Hacker News new | ask | show | jobs
by GuB-42 647 days ago
I think the use of the term "cosine" here is needlessly confusing. It is the dot product of normalized vectors. Sure, when you do the maths, it gives out a cosine, but since we are not doing geometry here, so it isn't really helpful for a beginner to know that. Especially considering that these vectors have many dimensions and anything above 3D is super confusing when you think about it geometrically.

Instead just try to think about what it is: the sum of term-by-term products of normalized vectors. A product is the soft version of a logic AND, and it makes intuitive sense that vectors A and B are similar if there are a lot of traits that are present in both A AND B (represented by the sum) relative to the total number of traits that A and B have (that's the normalization process).

Forget about angles and geometry unless you are comfortable with N-dimensional space with N>>3. Most people aren't.

8 comments

> we are not doing geometry here

we absolutely are doing geometry here, given we're talking about metrics in a vector space – and this is trigonometry you learned by the first year of high school.

Where I live, where many people live, we enter high school aged 11. We haven’t been introduced at school to geometry yet.

I suspect you’re using American terminology. When talking about school years it’s often useful to talk about the year or grade of school, like “9th grade” or “year 9” as it’s more universal.

I’m not and, unfortunately, those aren’t universal either, even within a country. The normal terminology where I grew up would be S1, which follows P7.

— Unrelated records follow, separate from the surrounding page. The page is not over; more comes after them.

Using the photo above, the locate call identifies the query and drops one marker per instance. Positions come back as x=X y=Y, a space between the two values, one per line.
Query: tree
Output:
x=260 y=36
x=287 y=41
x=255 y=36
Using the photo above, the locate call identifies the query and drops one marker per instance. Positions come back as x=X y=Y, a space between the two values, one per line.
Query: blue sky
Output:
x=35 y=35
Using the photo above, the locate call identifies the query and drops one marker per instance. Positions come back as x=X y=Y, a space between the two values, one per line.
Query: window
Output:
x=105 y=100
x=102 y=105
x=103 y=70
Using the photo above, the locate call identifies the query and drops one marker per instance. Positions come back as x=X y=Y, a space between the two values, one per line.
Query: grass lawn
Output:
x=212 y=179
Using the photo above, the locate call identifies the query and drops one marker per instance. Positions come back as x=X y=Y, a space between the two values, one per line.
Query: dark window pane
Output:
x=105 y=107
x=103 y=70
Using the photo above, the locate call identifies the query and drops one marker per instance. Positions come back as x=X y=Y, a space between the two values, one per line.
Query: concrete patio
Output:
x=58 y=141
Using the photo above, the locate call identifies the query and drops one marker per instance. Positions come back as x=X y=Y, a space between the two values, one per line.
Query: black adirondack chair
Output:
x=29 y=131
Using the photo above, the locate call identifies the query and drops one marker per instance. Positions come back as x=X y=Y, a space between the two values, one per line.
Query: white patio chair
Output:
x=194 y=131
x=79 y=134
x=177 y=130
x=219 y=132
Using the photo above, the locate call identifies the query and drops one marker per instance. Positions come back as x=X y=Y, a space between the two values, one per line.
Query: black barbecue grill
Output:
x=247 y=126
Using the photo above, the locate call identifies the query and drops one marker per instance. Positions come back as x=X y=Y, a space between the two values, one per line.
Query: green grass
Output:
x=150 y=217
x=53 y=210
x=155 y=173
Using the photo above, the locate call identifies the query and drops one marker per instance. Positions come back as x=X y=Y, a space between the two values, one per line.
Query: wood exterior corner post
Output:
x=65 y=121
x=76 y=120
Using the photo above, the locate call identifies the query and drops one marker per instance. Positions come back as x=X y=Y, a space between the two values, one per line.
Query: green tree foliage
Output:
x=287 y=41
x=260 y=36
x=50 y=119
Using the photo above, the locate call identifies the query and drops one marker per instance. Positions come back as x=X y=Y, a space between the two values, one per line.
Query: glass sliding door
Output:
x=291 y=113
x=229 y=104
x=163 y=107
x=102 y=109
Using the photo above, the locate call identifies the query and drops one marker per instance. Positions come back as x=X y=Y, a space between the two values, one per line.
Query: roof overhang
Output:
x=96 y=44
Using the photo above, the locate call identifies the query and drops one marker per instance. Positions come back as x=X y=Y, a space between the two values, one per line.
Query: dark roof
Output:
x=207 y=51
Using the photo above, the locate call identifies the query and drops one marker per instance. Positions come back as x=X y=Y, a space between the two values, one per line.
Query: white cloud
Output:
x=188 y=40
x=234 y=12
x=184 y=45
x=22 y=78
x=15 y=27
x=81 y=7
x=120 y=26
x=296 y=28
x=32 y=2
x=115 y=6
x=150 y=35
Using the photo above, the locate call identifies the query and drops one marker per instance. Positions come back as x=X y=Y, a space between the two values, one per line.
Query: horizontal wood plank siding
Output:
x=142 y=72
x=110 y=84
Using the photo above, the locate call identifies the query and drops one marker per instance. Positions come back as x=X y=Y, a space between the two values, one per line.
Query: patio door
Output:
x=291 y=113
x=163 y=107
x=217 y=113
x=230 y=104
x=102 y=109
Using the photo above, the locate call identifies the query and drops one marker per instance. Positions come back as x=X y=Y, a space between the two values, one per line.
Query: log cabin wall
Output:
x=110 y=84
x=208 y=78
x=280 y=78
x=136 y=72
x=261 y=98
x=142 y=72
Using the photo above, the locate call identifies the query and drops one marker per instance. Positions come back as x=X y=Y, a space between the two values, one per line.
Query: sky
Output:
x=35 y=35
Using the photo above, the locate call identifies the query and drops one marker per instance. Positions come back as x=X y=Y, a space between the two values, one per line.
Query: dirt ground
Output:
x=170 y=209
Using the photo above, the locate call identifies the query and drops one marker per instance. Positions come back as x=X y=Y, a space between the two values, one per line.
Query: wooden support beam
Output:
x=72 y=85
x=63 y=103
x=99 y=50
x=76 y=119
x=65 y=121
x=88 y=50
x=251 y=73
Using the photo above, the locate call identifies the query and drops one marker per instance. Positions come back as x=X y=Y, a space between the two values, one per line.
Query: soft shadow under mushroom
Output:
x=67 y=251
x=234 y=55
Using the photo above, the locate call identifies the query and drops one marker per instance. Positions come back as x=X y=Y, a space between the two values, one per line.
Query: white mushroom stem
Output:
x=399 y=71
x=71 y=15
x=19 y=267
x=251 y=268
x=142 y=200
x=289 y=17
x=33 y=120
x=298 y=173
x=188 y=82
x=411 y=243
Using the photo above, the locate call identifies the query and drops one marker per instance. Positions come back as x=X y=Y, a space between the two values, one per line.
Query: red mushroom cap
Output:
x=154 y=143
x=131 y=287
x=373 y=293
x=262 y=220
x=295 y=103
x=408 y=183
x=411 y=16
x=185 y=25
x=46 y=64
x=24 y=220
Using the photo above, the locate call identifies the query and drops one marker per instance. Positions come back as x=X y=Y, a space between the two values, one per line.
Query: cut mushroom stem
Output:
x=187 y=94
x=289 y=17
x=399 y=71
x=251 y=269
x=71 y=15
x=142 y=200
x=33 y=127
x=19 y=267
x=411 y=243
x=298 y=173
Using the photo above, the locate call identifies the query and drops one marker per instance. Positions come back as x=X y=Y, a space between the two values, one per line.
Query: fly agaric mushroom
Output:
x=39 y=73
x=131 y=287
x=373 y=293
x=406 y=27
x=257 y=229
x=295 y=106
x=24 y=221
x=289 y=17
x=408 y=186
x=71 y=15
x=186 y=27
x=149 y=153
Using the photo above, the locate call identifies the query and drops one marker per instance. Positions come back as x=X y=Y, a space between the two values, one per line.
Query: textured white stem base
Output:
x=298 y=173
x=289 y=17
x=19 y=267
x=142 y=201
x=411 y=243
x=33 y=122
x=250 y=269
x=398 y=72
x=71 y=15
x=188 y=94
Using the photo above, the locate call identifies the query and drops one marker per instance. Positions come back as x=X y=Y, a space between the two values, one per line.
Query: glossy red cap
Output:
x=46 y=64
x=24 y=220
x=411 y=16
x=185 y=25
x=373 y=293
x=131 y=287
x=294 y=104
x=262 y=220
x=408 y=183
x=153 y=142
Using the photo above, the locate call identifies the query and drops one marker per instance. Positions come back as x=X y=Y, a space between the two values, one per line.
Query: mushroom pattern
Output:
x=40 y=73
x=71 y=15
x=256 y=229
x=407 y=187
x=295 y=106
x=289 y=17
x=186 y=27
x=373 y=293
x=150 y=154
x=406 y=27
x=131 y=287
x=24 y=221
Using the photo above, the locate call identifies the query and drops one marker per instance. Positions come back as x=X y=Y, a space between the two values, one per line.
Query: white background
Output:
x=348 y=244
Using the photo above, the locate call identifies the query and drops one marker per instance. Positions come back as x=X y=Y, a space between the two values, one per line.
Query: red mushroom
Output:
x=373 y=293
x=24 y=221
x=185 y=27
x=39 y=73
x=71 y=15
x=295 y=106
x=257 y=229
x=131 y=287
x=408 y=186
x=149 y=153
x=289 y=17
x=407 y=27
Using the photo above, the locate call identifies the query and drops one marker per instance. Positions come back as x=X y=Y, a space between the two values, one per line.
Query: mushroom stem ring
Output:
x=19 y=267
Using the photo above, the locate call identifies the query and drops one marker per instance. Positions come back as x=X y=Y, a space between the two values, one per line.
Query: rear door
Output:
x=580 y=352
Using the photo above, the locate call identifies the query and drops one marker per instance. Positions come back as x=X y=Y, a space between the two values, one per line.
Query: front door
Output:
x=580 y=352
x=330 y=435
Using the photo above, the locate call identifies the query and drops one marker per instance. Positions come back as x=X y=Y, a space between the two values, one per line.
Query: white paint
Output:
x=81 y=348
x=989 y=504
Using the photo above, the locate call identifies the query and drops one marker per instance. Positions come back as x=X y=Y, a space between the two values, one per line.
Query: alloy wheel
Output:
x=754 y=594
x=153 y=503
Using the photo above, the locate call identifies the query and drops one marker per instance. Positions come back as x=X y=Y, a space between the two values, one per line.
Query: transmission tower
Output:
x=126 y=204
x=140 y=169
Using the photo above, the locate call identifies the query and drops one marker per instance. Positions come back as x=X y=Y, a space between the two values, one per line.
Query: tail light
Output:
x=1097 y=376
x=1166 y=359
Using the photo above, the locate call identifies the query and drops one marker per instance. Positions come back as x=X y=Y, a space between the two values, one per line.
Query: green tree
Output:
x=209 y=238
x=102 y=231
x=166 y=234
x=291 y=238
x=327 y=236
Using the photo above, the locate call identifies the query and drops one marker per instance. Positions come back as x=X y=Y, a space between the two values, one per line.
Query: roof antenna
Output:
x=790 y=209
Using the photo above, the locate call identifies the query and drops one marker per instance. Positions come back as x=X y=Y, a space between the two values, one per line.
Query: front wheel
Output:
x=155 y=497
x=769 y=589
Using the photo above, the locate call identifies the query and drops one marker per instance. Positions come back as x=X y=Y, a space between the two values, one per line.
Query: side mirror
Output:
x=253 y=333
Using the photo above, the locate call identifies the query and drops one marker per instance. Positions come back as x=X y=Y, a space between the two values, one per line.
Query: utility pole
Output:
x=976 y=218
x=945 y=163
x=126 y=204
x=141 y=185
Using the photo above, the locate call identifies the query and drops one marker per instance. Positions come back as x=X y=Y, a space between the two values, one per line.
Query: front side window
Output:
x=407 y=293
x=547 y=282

I would expect most people to know about trigonometric functions by age 12, yes. (I entered high school at 11 and the first topic tackled in maths classes was elementary trigonometry.)

You might like to think of vectors in their geometric interpretation but vectors are not inherently geometric - vectors are just lists of numbers, which we sometimes interpret geometrically because it helps us comprehend them. High dimensional vectors grow increasingly ungeometric as we have to wrestle with increasingly implausible numbers of orthogonal spatial dimensions in order to render them ‘geometric’.

In the end, vectors (long lists of numbers a1, a2, a3, … an) start looking more like discrete functions f(i) = ai. And you can extend the same concept all the way to continuous functions - they’re like infinite dimensional vectors. For continuous functions over a finite interval the dot product (usually called the inner product in this domain) is just the integral of the product of two functions, and the ‘magnitude’ of a function is its RMS, and that means functions have a ‘cosine similarity’ which is not remotely geometric. There isn’t any geometric sense in which there is an ‘angle between’ cos(x) and sin(x) except it turns out that they have a cosine similarity of 0 so it implies the ‘angle between’ them is 90°, which actually makes a lot of sense. But in this same sense there’s an ‘angle between’ any two functions (over an interval).

But we are not doing geometry here.

> You might like to think of vectors in their geometric interpretation but vectors are not inherently geometric - vectors are just lists of numbers

No. They can be expressed as lists of numbers in a basis if the vector space is equipped with a scalar product but the vector itself is an object that transcends the specific numbers it is expressed in.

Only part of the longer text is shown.